Une recherche similaire de profondeur et d’allégorie est opérée du point de vue de la musique, et réussie. Cette dernière est littéralement mise en scène comme héroïne en danger, à la plainte de laquelle prêter l’oreille. Patiente dans le conte final, mais douée de donner vie et de se perpétuer en gigantesque fête, on la trouve bien mal en point au préalable dans la deuxième partie du Pêcheur, qui au bout de sa canne et au même sort qu’une vieille botte, ramassera une partition détrempée, un radiocassette usé, et une trompette noyée. Il y a sûrement un message ici, de survie des notes et du jazz, si tant est que les jeunes générations écoutent avec curiosité tout ce que ces instruments ont à dire et transmettre.
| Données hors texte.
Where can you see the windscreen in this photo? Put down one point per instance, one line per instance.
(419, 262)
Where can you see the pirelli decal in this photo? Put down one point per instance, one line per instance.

Les éclairages sont chouettes, les interprètes inépuisables de ressources et l’écriture dynamique. C’est plein de magie, de rêve, de créativité, de blagues et de technique scénique également. Une nouvelle fois revenir à un chouia de réalisme sur scène prouve que ces productions jeune public rivalisent d’un souffle frais avec des créations adultes soi-disant plus ouvertes et réfléchies parce qu’abstraites ou conceptuelles. Parfois des choses simples et bien faites en disent pas mal plus long que les discours d’émérites.